We are supposed to be bringing democracy to the Middle East. But if someone says something bad about George W. you are unpatriotic.

I am a 13-year veteran and I think George W. is one of the worst presidents in history.

They wanted to impeach Bill Clinton for lying about illicit sex. Let's talk about our heads of government who said we have proof of weapons of destruction. Show us the proof.


Some lawmakers asked for an extra $365 million for Medicare for the elderly. G.W. Bush said they did not have the funds.

But at the same time, we give billions of dollars to Turkey and Jordan, etc., just to be our friends.

My point is when you talk about being unpatriotic, is it really someone who does not like war or one of our politicians and business people making millions off of war?

Roger Harris

Falling Waters, W.Va.

Service lacking in local post office

To the editor:

I am writing to address an issue that has deeply concerned me and I believe that it is worth making the public aware of.

First of all, may I say that I am very proud to be an American. I love my country and when our president declared that we were going to war in Iraq I wanted to support that decision and the troops we sent.

My husband is a local pastor and we had recently made a trip to Germany, at which time I was able to meet and make friends with many of our military families serving in Europe.
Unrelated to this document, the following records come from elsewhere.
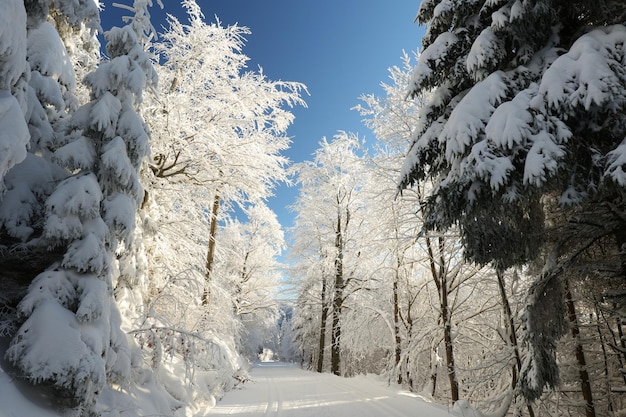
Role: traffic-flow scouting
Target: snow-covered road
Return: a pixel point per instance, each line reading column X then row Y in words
column 283, row 390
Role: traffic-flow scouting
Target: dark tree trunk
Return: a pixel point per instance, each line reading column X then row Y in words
column 206, row 294
column 510, row 325
column 324, row 318
column 440, row 276
column 335, row 358
column 396, row 329
column 585, row 383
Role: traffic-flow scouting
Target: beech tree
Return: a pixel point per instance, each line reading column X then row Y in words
column 330, row 209
column 219, row 129
column 522, row 92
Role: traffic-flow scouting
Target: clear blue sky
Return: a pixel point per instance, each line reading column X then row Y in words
column 340, row 49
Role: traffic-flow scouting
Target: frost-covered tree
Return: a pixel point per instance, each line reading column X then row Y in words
column 78, row 194
column 219, row 129
column 249, row 274
column 525, row 121
column 331, row 224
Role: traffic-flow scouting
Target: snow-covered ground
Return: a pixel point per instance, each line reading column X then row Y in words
column 283, row 390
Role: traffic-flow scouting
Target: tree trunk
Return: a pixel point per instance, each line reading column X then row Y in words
column 510, row 327
column 396, row 329
column 440, row 276
column 335, row 359
column 447, row 337
column 585, row 383
column 324, row 318
column 206, row 294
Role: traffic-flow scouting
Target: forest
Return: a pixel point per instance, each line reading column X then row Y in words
column 474, row 251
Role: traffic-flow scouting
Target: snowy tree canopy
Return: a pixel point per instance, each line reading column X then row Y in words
column 527, row 100
column 524, row 138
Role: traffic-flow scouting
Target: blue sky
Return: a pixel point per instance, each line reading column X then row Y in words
column 340, row 49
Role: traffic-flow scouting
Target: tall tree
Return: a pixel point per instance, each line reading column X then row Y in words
column 82, row 190
column 330, row 186
column 219, row 129
column 521, row 121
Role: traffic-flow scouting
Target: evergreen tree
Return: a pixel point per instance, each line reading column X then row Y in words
column 526, row 119
column 82, row 184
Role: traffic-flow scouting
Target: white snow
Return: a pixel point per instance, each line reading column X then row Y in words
column 14, row 134
column 12, row 42
column 280, row 389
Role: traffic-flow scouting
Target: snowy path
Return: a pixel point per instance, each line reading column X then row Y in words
column 282, row 390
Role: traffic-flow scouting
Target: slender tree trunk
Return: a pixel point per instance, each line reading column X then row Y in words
column 396, row 329
column 585, row 383
column 324, row 318
column 335, row 359
column 622, row 341
column 434, row 369
column 447, row 338
column 206, row 294
column 510, row 325
column 440, row 276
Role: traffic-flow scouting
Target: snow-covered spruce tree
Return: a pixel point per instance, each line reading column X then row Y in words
column 526, row 119
column 71, row 340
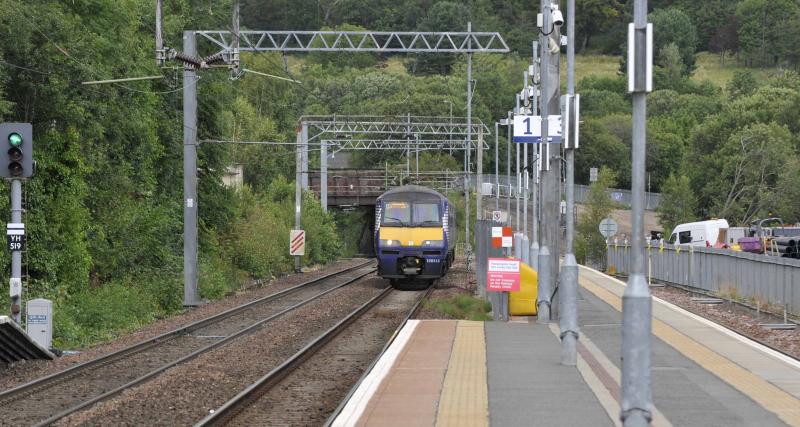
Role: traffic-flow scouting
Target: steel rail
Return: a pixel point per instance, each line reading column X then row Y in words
column 703, row 292
column 144, row 345
column 40, row 383
column 374, row 362
column 241, row 401
column 194, row 354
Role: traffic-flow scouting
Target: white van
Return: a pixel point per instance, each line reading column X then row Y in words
column 702, row 233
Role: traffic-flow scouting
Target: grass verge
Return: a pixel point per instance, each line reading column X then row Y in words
column 462, row 307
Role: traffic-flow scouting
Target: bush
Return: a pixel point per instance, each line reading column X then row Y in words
column 102, row 313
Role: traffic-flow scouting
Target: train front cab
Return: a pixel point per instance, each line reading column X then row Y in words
column 412, row 242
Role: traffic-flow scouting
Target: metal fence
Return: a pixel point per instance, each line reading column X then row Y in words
column 652, row 200
column 768, row 279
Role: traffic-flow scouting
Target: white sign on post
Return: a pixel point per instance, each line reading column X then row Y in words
column 15, row 287
column 528, row 129
column 608, row 227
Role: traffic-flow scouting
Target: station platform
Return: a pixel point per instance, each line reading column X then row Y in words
column 462, row 373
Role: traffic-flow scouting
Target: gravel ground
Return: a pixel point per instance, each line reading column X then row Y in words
column 311, row 393
column 27, row 371
column 457, row 281
column 738, row 318
column 90, row 383
column 184, row 394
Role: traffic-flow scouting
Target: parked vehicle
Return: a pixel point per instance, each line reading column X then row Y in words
column 702, row 233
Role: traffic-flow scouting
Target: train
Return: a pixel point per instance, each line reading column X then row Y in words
column 415, row 235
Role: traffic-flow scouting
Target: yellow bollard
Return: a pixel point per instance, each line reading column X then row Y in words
column 523, row 303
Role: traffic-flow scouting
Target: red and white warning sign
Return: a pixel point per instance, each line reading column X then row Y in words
column 297, row 242
column 503, row 275
column 502, row 237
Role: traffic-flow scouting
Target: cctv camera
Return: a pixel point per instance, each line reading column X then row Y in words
column 558, row 18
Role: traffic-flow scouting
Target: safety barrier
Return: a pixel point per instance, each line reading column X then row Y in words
column 768, row 279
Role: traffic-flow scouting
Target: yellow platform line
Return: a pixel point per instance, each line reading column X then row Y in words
column 465, row 398
column 771, row 398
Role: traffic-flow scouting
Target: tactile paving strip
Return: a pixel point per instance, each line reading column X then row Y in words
column 465, row 399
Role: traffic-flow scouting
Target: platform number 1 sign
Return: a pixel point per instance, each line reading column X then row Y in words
column 528, row 129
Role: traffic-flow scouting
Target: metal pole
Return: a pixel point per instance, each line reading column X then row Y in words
column 298, row 190
column 408, row 147
column 497, row 165
column 636, row 301
column 535, row 203
column 417, row 142
column 323, row 174
column 467, row 247
column 190, row 296
column 509, row 130
column 450, row 133
column 519, row 176
column 304, row 147
column 549, row 252
column 535, row 164
column 525, row 171
column 569, row 271
column 16, row 256
column 479, row 179
column 159, row 37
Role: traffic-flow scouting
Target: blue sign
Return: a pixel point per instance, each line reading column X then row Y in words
column 528, row 129
column 38, row 319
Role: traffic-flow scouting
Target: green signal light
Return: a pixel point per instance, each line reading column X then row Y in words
column 14, row 139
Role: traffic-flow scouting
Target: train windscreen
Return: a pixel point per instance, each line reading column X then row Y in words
column 408, row 214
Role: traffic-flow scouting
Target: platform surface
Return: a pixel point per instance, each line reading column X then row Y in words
column 460, row 373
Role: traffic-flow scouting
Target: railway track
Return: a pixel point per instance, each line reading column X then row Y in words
column 311, row 384
column 51, row 398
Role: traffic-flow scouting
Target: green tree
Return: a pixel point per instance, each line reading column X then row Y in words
column 678, row 203
column 442, row 16
column 590, row 245
column 673, row 26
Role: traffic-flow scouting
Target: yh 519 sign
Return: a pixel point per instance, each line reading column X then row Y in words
column 15, row 234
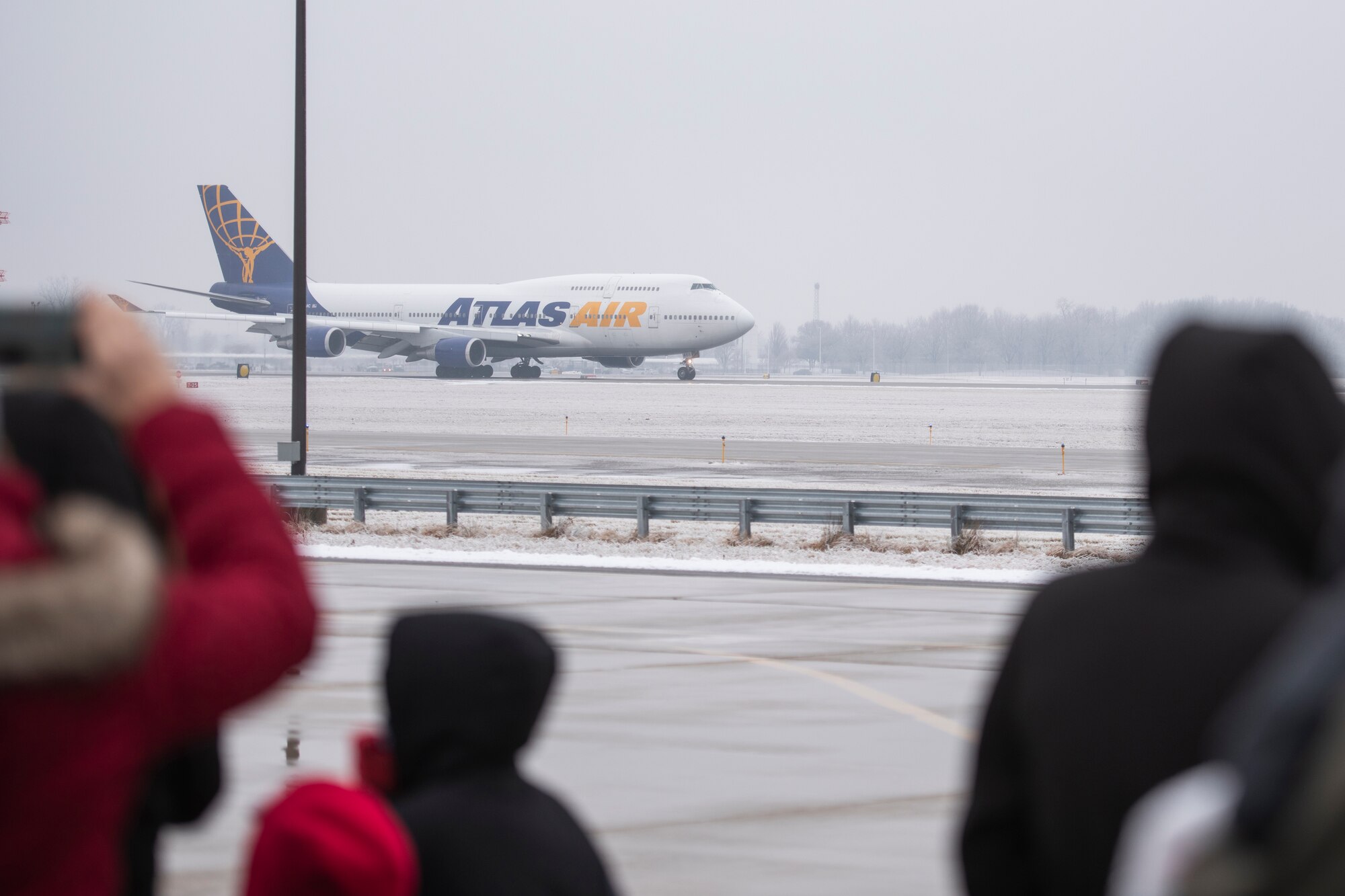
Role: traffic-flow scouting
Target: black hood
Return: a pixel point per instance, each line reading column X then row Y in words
column 1243, row 432
column 465, row 690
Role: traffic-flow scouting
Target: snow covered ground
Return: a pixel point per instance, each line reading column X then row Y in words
column 992, row 417
column 708, row 548
column 828, row 411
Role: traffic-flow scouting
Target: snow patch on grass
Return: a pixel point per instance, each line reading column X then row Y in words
column 905, row 553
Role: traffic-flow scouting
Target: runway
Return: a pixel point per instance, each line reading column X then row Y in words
column 787, row 463
column 720, row 735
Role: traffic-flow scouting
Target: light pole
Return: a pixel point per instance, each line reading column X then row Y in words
column 299, row 298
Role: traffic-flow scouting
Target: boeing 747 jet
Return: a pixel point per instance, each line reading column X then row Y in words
column 614, row 319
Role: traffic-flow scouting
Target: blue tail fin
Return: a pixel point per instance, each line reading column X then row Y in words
column 245, row 249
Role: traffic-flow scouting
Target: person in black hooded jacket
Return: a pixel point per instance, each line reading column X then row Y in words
column 1114, row 676
column 465, row 692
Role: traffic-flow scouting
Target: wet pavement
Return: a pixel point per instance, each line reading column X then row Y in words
column 720, row 735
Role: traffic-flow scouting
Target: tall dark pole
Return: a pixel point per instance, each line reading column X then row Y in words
column 299, row 378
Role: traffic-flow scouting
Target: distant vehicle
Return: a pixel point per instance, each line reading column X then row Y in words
column 613, row 319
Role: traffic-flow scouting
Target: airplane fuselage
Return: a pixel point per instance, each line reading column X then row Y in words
column 587, row 315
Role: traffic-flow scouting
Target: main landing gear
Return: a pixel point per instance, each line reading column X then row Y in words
column 485, row 372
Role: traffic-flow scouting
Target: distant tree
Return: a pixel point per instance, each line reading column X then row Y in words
column 60, row 294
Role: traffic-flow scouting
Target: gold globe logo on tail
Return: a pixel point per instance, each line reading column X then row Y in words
column 235, row 228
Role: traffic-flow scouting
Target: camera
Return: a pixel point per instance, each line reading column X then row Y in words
column 38, row 338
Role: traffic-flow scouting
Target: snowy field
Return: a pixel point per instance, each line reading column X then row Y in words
column 1004, row 416
column 712, row 548
column 991, row 420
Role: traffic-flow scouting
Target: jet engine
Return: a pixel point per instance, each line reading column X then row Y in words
column 626, row 364
column 323, row 342
column 461, row 352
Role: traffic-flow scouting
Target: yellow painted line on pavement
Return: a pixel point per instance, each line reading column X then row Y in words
column 864, row 692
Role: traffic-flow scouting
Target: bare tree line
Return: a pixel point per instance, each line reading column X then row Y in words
column 1075, row 339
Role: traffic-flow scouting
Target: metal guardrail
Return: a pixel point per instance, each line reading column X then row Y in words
column 746, row 506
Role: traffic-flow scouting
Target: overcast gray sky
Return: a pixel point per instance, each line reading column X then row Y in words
column 906, row 155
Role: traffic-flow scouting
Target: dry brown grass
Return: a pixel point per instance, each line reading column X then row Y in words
column 1118, row 555
column 735, row 540
column 560, row 529
column 828, row 540
column 970, row 540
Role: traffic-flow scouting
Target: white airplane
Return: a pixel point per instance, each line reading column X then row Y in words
column 614, row 319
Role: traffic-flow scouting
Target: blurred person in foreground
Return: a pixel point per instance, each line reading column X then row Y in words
column 465, row 693
column 1114, row 676
column 120, row 657
column 79, row 462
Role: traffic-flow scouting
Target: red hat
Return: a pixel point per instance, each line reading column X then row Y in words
column 330, row 840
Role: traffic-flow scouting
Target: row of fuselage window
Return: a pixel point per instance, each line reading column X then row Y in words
column 436, row 317
column 619, row 288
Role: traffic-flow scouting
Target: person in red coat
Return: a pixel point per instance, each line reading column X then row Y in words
column 328, row 838
column 233, row 614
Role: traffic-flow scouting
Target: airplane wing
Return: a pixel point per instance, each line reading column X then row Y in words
column 241, row 300
column 367, row 335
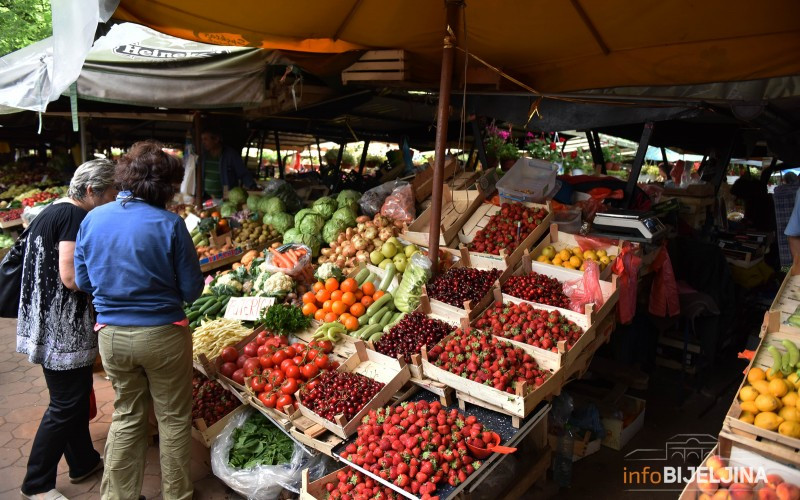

I contacted my friend and through her direction we were able to get the names and addresses of 130 men who were on the front lines defending our freedom and the freedom of the Iraqi people.

We asked our church members to help us fill boxes for the service members, which they did with willing hearts. Our members filled a total of 56 boxes. Two other churches, not in our area, agreed to help with the remainder.

With one phone call, Super Shoes provided all the needed boxes, and were a big help. As the boxes were returned, it was thrilling to see how folks had sacrificed and been so willing to be a blessing to our troops.

We wrapped the boxes, pre-addressed all the required postage forms and called the post office (as I was told to do before arriving with so many packages) I had previously been advised that they could not handle that amount at Hagerstown's Northern Avenue branch, and that we would have to take them to the main post office.

When I called, the employee I talked to seemed irritated that I had so many packages, and informed me that I would have to take at least 20 to the branch. So I followed the directions given me, and when I arrived at Northern Avenue they did not want to service me either. We loaded the boxes back into the van and proceeded to the downtown office.

Upon arrival at the main post office in Hagerstown, I was greeted by a not-so-friendly employee who informed me that he only had to process 10 packages per day, and since I had 56 packages that I should spread it out over several days. I was very surprised, that this fact had never been mentioned in all the conversations with both branches, I guess I had a hard time believing that any red-blooded American would not want to do everything they could to help our troops maintain their morale in wartime.

At this point, I was quite frustrated and a very helpful and considerate postal worker by the name of Alan Martin offered to handle our packages. All of our packages. He did all he could to accommodate us and was kind and friendly also. He certainly was a help and we were able to mail all our packages to the troops.

I have always thought that our post office was a business to service us. I was appalled at the fact that some workers had such lazy attitudes and seemed more worried about themselves and the work that they would encounter (by the way I believe that they are quite well paid for the services). We spent more than $350 that day to mail our packages and we're willing to do that for our service personnel who've done so much for us.

What is America coming to? May God help our United States Postal Service to remember that they are supposed to be a service to us, not for us to accommodate them. I certainly would not complain as much each time they increased the postage rates if I felt the folks being paid to serve there were willing to do their jobs.